Et la mauvaise foi de la Mutualité n’en est alors que plus visible : « Nous serons obligés, dit-elle, de répercuter cela par une hausse des cotisations. » Le calcul est simple : 95 % des contrats verront leurs cotisations augmentées…
Les assurés sociaux jugeront sur pièce : qui limite l’accès aux soins sur le plan financier, les médecins ou la Mutualité ?
Par mesure de rétorsion, la Mutualité, malgré sa signature, refuse d’assumer ses responsabilités. Elle qui se faisait le chantre de la défense des patients, en luttant soit-disant contre l’inégalité de l’accès aux soins, va l’aggraver par cette manœuvre inique. L’augmentation des tarifs a été de 0,9 % dès octobre 2011 puis de 8 % au 1er janvier 2012 en moyenne.
Pour améliorer cet accès aux soins financier, le ministre de la Santé, M. Xavier Bertrand, est alors obligé de légiférer sur le sujet.
Une des réponses de la Mutualité : une interview abracadabrantesque sur BFM radio le 27 mars dernier, où les médecins sont accusés de tous les maux. M. Caniard y manie la langue de bois mais aussi le mensonge par omission.
Il a oublié que, devant témoins (l’ensemble des syndicats médicaux, excusez du peu…), lors des dernières négociations conventionnelles, le nouveau représentant de l’UNOCAM et M. Fréderic van Roekeghem ont admis que les compléments d’honoraires du secteur à honoraires différents (convention médicale signée en 2005) étaient licites et justifiés par une non revalorisation régulière par la CNAM des honoraires des médecins au vu de l’augmentation régulière de leurs charges professionnelles depuis bien des années.

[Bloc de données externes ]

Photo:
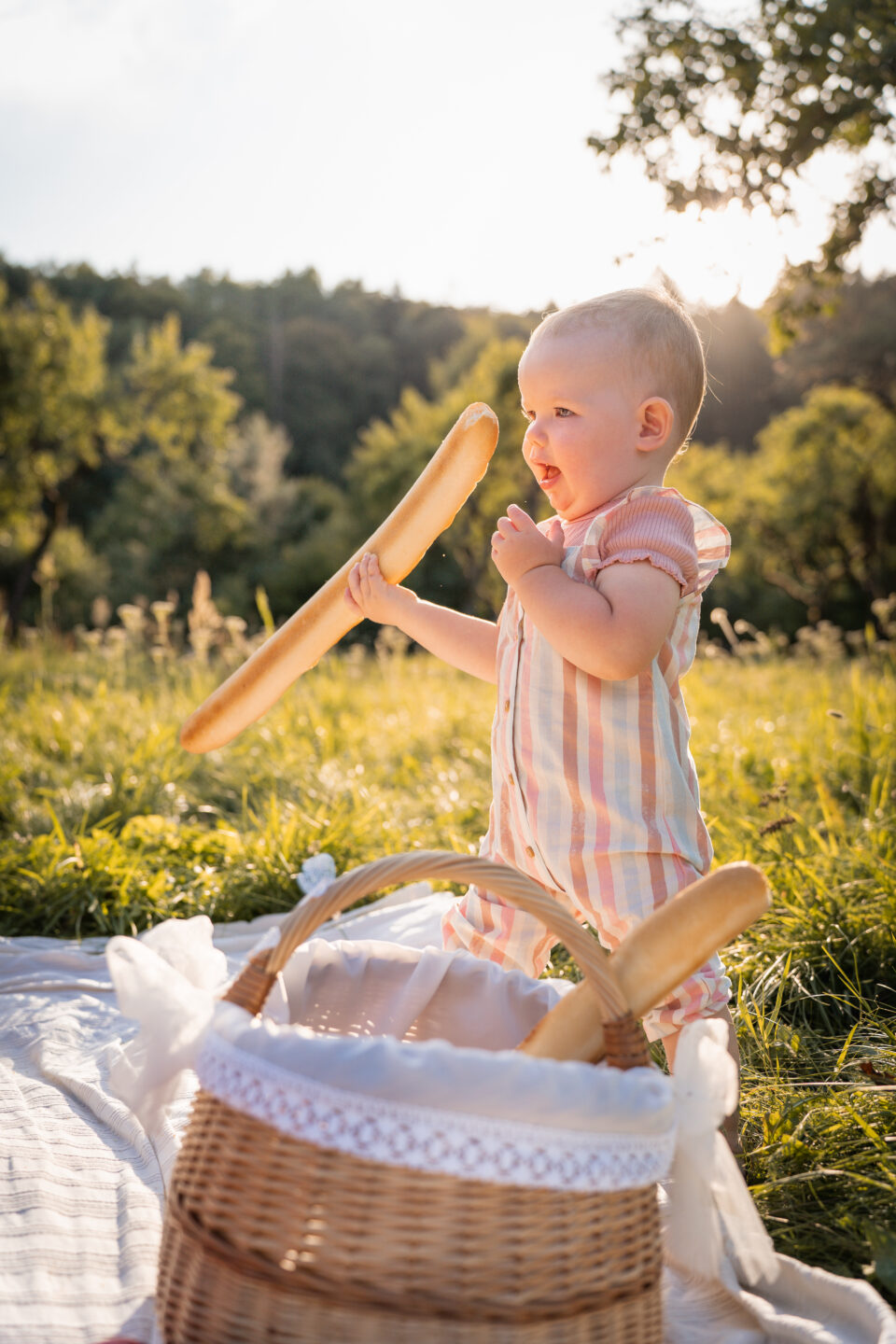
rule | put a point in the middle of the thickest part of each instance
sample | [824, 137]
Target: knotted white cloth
[706, 1187]
[170, 980]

Dans cette émission radiophonique, il fustige les compléments d’honoraires en les qualifiant de dépassements après avoir dit qu’ils sont justifiés, ne parle que des chirurgiens à l’antenne et cite, dans le même temps, la somme de plus de 2 milliards d’euros, ce qui est au moins cinq fois plus que la réalité, en ce qui concerne les chirurgiens.
Mme Hedwige Chevrillon, son interlocutrice bien au fait de la question économique, était étonnée : il n’y a que 25 % de médecins qui sont dans ce secteur et les mutuelles en remboursent une grande partie. En subliminal, 75 % d’entre eux ne le sont pas, donc pourquoi crier au loup s’il n’existe pas…

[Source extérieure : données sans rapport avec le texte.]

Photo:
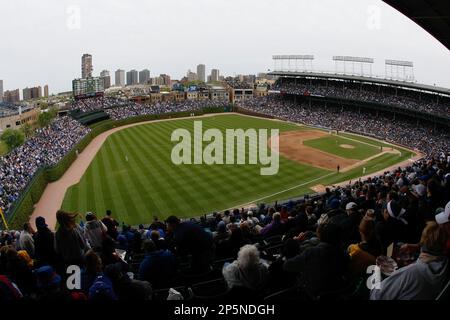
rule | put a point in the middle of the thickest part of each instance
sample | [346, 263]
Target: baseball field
[133, 174]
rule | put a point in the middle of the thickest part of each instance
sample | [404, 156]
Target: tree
[12, 138]
[46, 117]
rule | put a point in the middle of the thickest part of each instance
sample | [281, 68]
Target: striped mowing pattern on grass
[133, 175]
[331, 144]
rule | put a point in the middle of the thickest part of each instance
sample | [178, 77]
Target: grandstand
[375, 229]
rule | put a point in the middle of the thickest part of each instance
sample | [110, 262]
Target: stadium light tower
[295, 63]
[399, 70]
[353, 63]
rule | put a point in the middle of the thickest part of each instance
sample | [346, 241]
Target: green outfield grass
[331, 144]
[133, 175]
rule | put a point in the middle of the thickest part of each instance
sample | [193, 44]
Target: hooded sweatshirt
[418, 281]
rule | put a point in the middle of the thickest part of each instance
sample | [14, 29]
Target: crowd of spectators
[100, 103]
[134, 110]
[237, 84]
[421, 136]
[409, 101]
[45, 148]
[315, 248]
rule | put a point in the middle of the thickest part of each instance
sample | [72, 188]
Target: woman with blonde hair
[424, 279]
[247, 271]
[70, 242]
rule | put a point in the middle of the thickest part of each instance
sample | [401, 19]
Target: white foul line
[281, 192]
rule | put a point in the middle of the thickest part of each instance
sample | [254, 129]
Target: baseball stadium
[361, 179]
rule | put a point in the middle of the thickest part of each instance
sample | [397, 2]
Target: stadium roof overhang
[431, 15]
[379, 81]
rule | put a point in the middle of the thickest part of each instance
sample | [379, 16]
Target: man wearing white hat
[443, 219]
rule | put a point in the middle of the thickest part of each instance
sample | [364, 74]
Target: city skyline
[366, 28]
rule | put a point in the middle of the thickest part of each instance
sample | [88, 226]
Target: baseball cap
[40, 222]
[350, 206]
[47, 277]
[443, 217]
[102, 289]
[420, 189]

M. Caniard, arrêtez de protéger le magot de la Mutualité. Cette cagnotte doit servir aux assurés sociaux et améliorer leur accès aux soins. À quoi vous servent vos vignobles et vos immeubles ? Remboursez les lunettes, les soins dentaires, la chirurgie. Faites tout bonnement votre métier pendant que les médecins font le leur.
Le Dr Hamma est vice-président de la Fédération des médecins spécialistes de France (FMSF)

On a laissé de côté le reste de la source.